D’ailleurs, cet oiseau est si majestueux que Nicolas BOUVIER a écrit dans ses chroniques Japonaises :
« On peut voir dans le marais une grue lisser son plastron, un oiseau d'une élégance et d'une blancheur indicible posée au milieu de roseaux comme un vase Ming « C’est beau, non ?
C’est dire son importance, mais pas seulement. Avec leur plumage élégant blanc & noir, cette tâche rouge sur la tête, et leurs gracieux ébats, elles ont la grâce céleste de danseuses de ballet !
Leur joyeuse danse enjouée fait partie de la parade nuptiale.
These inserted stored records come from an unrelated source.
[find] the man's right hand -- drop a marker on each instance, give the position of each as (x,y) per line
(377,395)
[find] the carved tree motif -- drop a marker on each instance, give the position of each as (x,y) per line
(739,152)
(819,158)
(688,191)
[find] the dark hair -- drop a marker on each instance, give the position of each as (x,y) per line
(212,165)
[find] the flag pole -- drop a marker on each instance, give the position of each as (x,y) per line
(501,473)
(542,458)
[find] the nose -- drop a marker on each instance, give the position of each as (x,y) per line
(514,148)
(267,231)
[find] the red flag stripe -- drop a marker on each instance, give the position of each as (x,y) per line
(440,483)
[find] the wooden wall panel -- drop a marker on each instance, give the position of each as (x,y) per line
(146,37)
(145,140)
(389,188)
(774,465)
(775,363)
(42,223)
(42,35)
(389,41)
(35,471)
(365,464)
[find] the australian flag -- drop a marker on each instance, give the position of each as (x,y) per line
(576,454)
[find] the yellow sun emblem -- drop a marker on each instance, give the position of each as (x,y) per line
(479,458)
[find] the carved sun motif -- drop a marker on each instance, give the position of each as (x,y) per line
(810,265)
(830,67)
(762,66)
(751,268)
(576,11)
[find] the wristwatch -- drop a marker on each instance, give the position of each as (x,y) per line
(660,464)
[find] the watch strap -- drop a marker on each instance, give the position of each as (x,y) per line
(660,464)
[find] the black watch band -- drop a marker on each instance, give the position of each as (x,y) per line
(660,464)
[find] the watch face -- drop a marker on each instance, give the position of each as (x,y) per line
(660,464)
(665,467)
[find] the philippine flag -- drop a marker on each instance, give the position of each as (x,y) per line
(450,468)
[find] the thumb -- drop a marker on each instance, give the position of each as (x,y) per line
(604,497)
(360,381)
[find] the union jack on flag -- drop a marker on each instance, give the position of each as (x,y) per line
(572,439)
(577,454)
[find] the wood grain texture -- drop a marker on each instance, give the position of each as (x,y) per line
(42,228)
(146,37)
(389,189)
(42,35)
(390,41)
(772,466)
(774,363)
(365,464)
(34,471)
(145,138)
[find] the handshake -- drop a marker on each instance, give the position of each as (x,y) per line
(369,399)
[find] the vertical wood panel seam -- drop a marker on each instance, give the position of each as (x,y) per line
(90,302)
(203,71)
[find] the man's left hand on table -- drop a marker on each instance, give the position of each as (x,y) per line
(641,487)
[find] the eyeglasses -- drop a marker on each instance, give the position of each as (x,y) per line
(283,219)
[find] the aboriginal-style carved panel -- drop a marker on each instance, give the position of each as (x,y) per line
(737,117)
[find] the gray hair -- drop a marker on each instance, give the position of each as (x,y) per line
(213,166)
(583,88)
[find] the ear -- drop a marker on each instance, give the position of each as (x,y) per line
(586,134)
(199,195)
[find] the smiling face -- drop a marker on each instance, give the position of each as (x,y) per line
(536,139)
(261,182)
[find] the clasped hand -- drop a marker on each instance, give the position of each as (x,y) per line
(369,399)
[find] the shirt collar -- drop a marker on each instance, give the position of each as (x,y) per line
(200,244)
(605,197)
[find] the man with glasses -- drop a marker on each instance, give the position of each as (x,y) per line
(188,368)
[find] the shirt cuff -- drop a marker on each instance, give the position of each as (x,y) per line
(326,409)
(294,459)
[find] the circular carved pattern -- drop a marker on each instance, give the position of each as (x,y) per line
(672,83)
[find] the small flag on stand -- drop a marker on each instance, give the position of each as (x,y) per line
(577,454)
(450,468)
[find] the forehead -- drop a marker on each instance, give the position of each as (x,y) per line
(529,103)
C’est pour cette raison qu’elles attirent beaucoup de photographes, nombreux à braver le froid en cette saison.
Pour vous donner une idée de ses dimensions, ce plus grand oiseau du Japon mesure 1,5 mètre de haut, avec une envergure de 2,4 mètres.
"Parade la grue
Un hiver en noir et blanc
Doux ballet de plumes"
Haïku, Didier Larive 3/2023
Du côté du Pont Otawa, en venant tôt le matin, le spectacle est magnifique lorsque les grues viennent profiter de l’eau chaude qui forme des vapeurs brumeuses sur la rivière Setsuri, le tout sur fond de lumière rosée. La vue du pont est spectaculaire si le phénomène se produit.
Attention, il y a beaucoup de monde, donc venir très très tôt ! En gros, il faut être vers 5h00 du matin sur place !
C’est au sein du Parc National d’Akan, sur le lac Kussharo, que l’on peut observer les cygnes chanteurs. Ils viennent ici car la présence de sources chaudes, « L’eau des Dieux » liées à une forte activité volcanique, leur permet de se mouvoir dans une eau libre et non gelée.
Et si le cœur vous en dit, vous pouvez creuser votre propre onsen et tester le « Sunayu » pour vous mettre à l’eau ! Je n’ai pas essayé !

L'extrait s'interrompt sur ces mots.